Thursday, June 5, 2008

Being Barack Obama II

This afternoon I had a meeting with a prominent businessman and councilman of a local government who is 88 years young. He is quick, passionate, loving, and intelligent. He is in many regards my hero. After we were well into our meeting, the conversation turned to politics. I expressed my enthusiasm for Barack, which he did not share. He is a veteran who served stateside in WWII and lost relatives in the Holocaust.

Listening to him, I got the distinct impression that he did not appreciate Barack's appeal to the masses. He did not appreciate the fact that many were drawn to his message that has little to do with swooning faint-hearted women, though many such women swooned for Clinton too, but rarely -- if ever -- for McCain. In this case, he would be the best candidate. Not! (Though, I’m very respectful of his past service to our beloved ever increasing unified country, the United States of America.)
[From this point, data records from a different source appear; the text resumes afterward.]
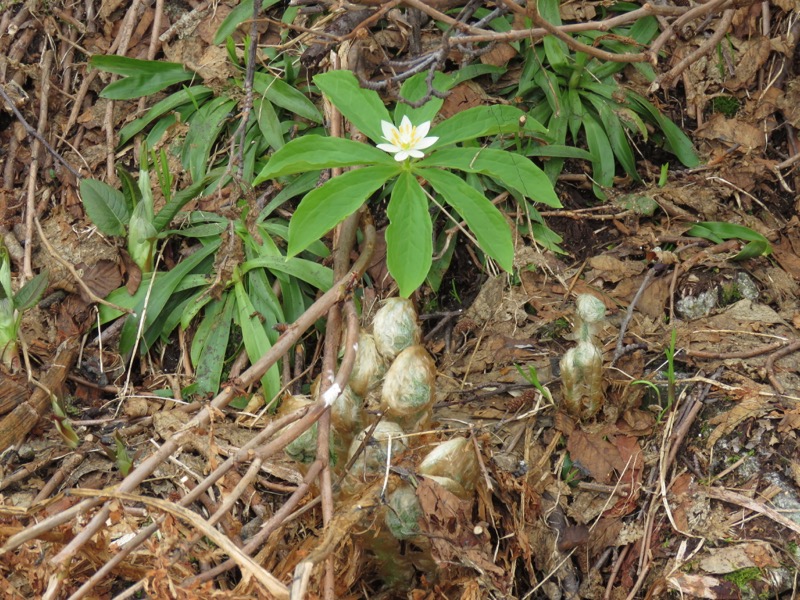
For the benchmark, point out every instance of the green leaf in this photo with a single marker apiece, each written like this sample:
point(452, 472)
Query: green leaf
point(196, 93)
point(205, 126)
point(208, 372)
point(409, 245)
point(512, 170)
point(328, 205)
point(616, 134)
point(677, 142)
point(176, 203)
point(603, 155)
point(484, 219)
point(30, 293)
point(363, 108)
point(105, 206)
point(160, 294)
point(131, 67)
point(284, 95)
point(717, 232)
point(236, 17)
point(256, 341)
point(268, 123)
point(558, 151)
point(314, 152)
point(441, 264)
point(480, 121)
point(137, 86)
point(317, 275)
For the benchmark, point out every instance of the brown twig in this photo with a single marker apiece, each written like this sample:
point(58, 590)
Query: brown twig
point(770, 364)
point(281, 346)
point(87, 290)
point(667, 79)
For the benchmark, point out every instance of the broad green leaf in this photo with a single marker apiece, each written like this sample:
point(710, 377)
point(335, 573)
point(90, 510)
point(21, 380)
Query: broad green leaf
point(208, 370)
point(105, 206)
point(616, 134)
point(409, 245)
point(281, 230)
point(30, 293)
point(603, 155)
point(480, 121)
point(284, 95)
point(317, 275)
point(301, 184)
point(243, 12)
point(413, 90)
point(137, 86)
point(256, 341)
point(483, 218)
point(512, 170)
point(314, 152)
point(205, 126)
point(363, 108)
point(132, 67)
point(328, 205)
point(268, 123)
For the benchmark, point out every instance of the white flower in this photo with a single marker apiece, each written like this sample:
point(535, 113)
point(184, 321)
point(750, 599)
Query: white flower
point(406, 140)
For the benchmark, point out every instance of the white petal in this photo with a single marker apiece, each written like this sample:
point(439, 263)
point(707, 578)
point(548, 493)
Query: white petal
point(423, 129)
point(391, 148)
point(426, 143)
point(388, 130)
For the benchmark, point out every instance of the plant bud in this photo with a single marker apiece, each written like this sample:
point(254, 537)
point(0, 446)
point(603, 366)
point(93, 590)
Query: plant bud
point(395, 327)
point(590, 311)
point(454, 459)
point(368, 367)
point(404, 512)
point(372, 460)
point(582, 380)
point(407, 394)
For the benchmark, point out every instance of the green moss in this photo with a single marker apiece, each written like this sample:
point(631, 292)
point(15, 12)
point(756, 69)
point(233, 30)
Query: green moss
point(743, 577)
point(727, 105)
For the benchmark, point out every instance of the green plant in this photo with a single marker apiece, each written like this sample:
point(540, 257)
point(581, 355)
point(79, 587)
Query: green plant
point(718, 232)
point(532, 377)
point(577, 96)
point(224, 288)
point(670, 352)
point(12, 306)
point(411, 184)
point(278, 108)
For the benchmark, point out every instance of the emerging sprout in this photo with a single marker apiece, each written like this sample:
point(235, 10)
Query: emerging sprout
point(395, 327)
point(408, 387)
point(582, 380)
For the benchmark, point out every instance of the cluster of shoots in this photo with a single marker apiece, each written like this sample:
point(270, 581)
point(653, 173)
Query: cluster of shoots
point(394, 375)
point(582, 366)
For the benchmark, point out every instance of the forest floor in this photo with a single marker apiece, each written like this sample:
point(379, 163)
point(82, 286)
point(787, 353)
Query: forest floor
point(686, 482)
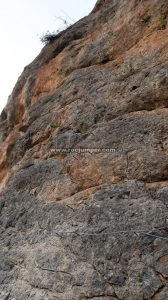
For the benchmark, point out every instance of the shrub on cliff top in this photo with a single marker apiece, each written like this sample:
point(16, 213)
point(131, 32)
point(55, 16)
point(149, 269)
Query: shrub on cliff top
point(48, 37)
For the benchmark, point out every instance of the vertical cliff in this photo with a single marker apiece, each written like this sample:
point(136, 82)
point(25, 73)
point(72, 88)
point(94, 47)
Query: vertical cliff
point(84, 162)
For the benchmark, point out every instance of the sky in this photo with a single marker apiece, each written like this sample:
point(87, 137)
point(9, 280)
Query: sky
point(22, 23)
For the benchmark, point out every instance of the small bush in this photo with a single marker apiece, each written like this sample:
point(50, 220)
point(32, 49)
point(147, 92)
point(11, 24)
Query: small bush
point(148, 19)
point(48, 37)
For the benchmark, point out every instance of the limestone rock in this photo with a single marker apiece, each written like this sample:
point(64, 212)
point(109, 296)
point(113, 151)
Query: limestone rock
point(84, 162)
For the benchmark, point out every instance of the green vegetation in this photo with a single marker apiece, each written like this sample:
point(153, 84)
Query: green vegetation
point(48, 37)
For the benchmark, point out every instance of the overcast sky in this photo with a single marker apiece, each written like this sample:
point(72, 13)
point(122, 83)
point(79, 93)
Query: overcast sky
point(22, 22)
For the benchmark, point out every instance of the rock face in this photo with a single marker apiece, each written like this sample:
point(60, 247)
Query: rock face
point(89, 224)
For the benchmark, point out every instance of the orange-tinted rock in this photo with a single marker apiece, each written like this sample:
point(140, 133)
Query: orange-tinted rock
point(84, 162)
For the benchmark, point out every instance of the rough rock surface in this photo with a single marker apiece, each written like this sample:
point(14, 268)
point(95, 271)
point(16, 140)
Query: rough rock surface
point(91, 225)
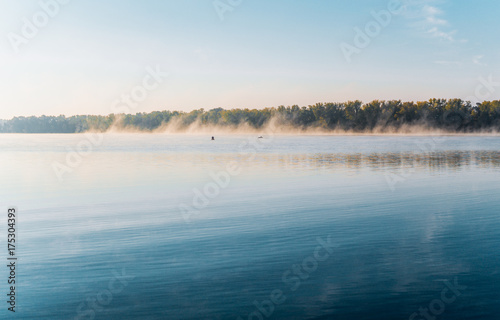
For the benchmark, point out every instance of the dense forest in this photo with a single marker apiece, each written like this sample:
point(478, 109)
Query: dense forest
point(452, 115)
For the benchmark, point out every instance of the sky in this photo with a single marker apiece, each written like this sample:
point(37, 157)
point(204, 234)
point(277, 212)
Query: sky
point(100, 57)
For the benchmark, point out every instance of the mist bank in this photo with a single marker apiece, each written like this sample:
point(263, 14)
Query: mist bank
point(440, 116)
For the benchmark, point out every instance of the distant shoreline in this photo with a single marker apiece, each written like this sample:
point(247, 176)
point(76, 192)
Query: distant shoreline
point(432, 117)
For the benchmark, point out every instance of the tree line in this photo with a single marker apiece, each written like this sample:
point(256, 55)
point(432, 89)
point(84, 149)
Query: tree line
point(454, 115)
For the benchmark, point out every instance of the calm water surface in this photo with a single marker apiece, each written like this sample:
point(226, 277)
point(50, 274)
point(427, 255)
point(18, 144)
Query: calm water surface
point(286, 227)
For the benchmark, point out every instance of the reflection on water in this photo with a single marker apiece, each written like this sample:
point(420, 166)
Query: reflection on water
point(118, 210)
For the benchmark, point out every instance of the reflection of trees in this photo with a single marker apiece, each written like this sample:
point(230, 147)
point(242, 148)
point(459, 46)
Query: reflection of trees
point(434, 161)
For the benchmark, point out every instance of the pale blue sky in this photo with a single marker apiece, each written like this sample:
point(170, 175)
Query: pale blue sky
point(263, 53)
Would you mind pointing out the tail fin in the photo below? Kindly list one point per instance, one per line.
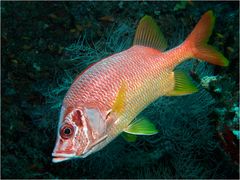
(197, 41)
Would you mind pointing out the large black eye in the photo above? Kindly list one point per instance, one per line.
(66, 131)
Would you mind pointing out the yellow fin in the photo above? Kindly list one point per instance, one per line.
(118, 105)
(148, 34)
(183, 85)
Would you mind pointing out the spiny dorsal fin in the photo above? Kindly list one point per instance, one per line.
(183, 85)
(148, 34)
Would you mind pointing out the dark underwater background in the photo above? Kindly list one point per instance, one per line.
(45, 45)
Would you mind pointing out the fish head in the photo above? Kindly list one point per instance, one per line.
(79, 130)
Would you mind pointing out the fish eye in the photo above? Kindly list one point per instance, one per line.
(66, 131)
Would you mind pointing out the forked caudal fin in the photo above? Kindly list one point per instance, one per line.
(197, 41)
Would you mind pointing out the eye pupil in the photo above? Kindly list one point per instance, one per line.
(67, 131)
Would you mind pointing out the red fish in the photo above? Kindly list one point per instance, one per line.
(106, 98)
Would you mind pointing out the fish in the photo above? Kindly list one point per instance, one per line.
(105, 100)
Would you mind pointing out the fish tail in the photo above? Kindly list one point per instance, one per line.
(197, 42)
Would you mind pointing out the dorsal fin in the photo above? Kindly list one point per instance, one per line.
(148, 34)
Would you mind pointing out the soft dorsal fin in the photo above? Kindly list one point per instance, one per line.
(148, 34)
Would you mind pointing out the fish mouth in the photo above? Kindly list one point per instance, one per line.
(57, 157)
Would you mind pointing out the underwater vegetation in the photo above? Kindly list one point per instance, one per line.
(45, 45)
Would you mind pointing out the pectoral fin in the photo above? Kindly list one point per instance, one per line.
(182, 85)
(141, 126)
(96, 120)
(118, 106)
(129, 137)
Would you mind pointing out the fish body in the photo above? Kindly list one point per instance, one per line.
(106, 98)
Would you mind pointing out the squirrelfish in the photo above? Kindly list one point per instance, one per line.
(105, 99)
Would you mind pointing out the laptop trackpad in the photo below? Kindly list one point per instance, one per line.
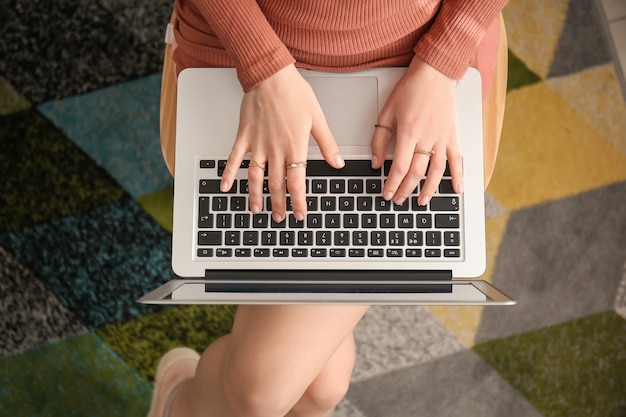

Now, my councilman is a diehard liberal who serves his largely affluent African American constituency with honor and distinction and works tirelessly for the poor and downtrodden. But the past of another speaker that galvanized a country for evil seemed to loom large in our discussion, though the name was never mentioned. My beloved councilman was very “leery” of Barack. “I was for Hillary, he said. “You will see in time that you have made a mistake,” he warned. I respectfully disagreed in silence, seeing clearly what appeared to me to be a distrust of the past and not the present.

As we spoke I was reminded of another discussion that I had with one of my favorite professors of philosophy who, did not serve in WWII, but whose grandfather had escaped the Holocaust. He too had a great aversion to eloquent passionate men of power and distinction that drew masses of people. As a matter of fact, he had some concerns about Martin Luther King and his ability to draw crowds, though he appreciated his message.

To seek to squelch a leader (this may very well be a lost cause in Barack’s case as he is so universal) because of his passion and eloquence, because he has both the power and humility (the latter is very much lacking in dictators or egotists) to ignite the people to bring about change does not guarantee a repeat of historical atrocities. Communication and openness might. Though, I shudder to think of the holocausts that have happened since and are happening right now in other parts of the world.

There would have been no Martin Luther King, no John and Robert Kennedy, no Barbara Jordan (a personal favorite), if we sought to shut down these great orators and igniters of passion. I think it was Tom Peters who said that we should not even speak unless our intentions are to change the world. Without passion, it is virtually impossible to change anything or anyone. What then would we be? Unchanged.

2 comments:

John O'Leary said...

Geez, its a head-scratcher when someone's visionary eloquence is held AGAINST him. Certainly SOME aspect of leadership is correlated to one's ability to articulate a direction and inspire people to follow.

judith ellis said...

No doubt, John! There is most certainly an aspect of eloquence and vision in leadership. Without such, we fumble along, direction-less.